Nous vous rappelons que bon nombre de clauses n’étant pas d’ordre public, il convient d’anticiper les situations et les problématiques, qu’il s’agisse de l’application des indices, des modalités de déplafonnement, de l’imputabilité des charges…

2° – La Cour d’Appel de Colmar, 1ère chambre, vient rappeler dans un arrêt du 2 novembre 2016, qu’une modification unilatérale de la destination des lieux non autorisée par les bailleurs de façon expresse, justifie la résiliation du bail et l’expulsion du preneur.

La Cour a considéré qu’en présence d’une clause claire et précise concernant la destination, il ne pouvait y avoir d’activité incluse, c’est-à-dire non expressément mentionnée dans le bail.

Quant à l’accord tacite du bailleur dont pourrait se prévaloir le preneur, la Cour a rappelé que la renonciation du bailleur à se prévaloir d’un manquement du preneur ne se présumait pas et qu’à défaut d’être expresse, elle devait être non-équivoque.
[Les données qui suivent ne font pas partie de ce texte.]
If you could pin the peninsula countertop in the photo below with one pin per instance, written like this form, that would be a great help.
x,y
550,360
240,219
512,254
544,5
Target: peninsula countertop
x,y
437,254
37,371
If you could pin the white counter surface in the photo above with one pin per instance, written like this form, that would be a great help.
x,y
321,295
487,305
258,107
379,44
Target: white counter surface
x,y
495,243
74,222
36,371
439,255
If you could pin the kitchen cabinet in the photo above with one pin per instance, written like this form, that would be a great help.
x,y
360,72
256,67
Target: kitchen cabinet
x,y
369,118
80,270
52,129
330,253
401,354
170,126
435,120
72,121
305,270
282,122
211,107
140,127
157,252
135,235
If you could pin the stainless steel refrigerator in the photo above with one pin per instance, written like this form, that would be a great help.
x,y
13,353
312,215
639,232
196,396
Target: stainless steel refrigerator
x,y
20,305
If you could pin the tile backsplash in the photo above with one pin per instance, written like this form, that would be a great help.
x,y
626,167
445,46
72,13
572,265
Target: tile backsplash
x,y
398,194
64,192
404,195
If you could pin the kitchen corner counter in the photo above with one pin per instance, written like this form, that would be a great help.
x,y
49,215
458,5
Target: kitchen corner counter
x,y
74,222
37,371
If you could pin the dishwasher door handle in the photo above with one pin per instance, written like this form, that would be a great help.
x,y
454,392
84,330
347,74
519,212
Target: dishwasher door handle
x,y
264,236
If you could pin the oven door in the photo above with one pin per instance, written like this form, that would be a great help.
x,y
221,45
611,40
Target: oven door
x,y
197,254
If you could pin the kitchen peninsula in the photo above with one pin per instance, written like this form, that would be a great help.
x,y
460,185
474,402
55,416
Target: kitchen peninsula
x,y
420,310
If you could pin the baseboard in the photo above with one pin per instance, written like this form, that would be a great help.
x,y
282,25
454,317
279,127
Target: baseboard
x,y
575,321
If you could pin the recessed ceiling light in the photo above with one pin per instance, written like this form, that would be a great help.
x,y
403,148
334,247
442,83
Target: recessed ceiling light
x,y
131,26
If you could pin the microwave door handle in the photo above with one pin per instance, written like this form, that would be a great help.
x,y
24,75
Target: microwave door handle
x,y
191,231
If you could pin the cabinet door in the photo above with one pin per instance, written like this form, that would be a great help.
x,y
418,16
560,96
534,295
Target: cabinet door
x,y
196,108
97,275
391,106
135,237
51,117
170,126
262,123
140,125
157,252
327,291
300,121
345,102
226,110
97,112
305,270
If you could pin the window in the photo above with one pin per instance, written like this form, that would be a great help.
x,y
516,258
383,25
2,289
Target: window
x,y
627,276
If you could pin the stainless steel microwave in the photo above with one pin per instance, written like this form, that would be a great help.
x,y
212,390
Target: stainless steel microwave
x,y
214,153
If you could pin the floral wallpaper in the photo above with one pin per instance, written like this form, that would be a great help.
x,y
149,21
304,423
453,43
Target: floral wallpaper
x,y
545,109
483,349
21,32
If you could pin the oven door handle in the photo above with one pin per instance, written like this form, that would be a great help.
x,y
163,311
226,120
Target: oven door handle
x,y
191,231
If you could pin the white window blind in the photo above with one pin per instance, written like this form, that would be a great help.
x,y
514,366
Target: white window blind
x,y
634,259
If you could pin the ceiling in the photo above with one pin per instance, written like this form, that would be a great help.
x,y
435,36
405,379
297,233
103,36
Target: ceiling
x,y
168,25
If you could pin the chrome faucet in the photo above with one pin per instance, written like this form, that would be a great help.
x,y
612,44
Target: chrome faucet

La simple connaissance par le bailleur du changement d’activité, ne constitue pas une autorisation non-équivoque du bailleur au changement de destination des lieux. La Cour a donc rappelé qu’une modification de la destination des lieux loués, doit être convenue de manière non-équivoque et qu’une simple tolérance ne peut en l’absence d’autre circonstance de nature à constituer des actes positifs d’acceptation, valoir acceptation du changement de destination des lieux.

Ce changement effectué unilatéralement par le locataire, sans respecter les règles posées par les articles L 145-47 à L 145-55 du Code de commerce, est susceptible de constituer soit un motif de déplafonnement pour le bailleur qui peut invoquer une modification de la destination contractuelle, soit une faute qui peut entraîner le refus de renouvellement ou la résiliation du bail.

3° – Par arrêt rendu par la Chambre commerciale le 27 septembre 2016, la Cour de Cassation poursuit sa jurisprudence protectrice à l’égard des dirigeants de sociétés.

En l’espèce, un dirigeant avait avalisé plusieurs lettres de change tirées sur sa société en règlement de matériel de menuiserie.

Le fournisseur n’ayant pas été payé à l’échéance, il en a demandé le règlement au dirigeant avaliste. Les juges du fond ont constaté la nullité des lettres de change car il manquait la signature du tireur.

Malgré cette nullité, la Cour d’Appel a considéré que la mention de l’aval porté par le dirigeant accompagnée du fait qu’en sa qualité de dirigeant il avait un intérêt dans l’opération commerciale en cause, valait cautionnement simple, la Cour confirmait donc la condamnation du dirigeant à payer le montant des lettres de change annulées.

La Cour de Cassation a cassé l’arrêt d’appel après avoir rappelé qu’un cautionnement ne peut être valablement donné à défaut des mentions manuscrites visées par ces textes (articles L 341-2 et L 341-3 du Code de la consommation désormais L 331-1 et L 331-2). La Cour de Cassation continue ainsi dans le droit fil de sa jurisprudence établie depuis plusieurs années maintenant : elle confirme une nouvelle fois si besoin en était que l’exigence des mentions manuscrites s’appliquent également aux cautions dirigeantes et qu’il ne peut y avoir de cautionnement sans ses mentions.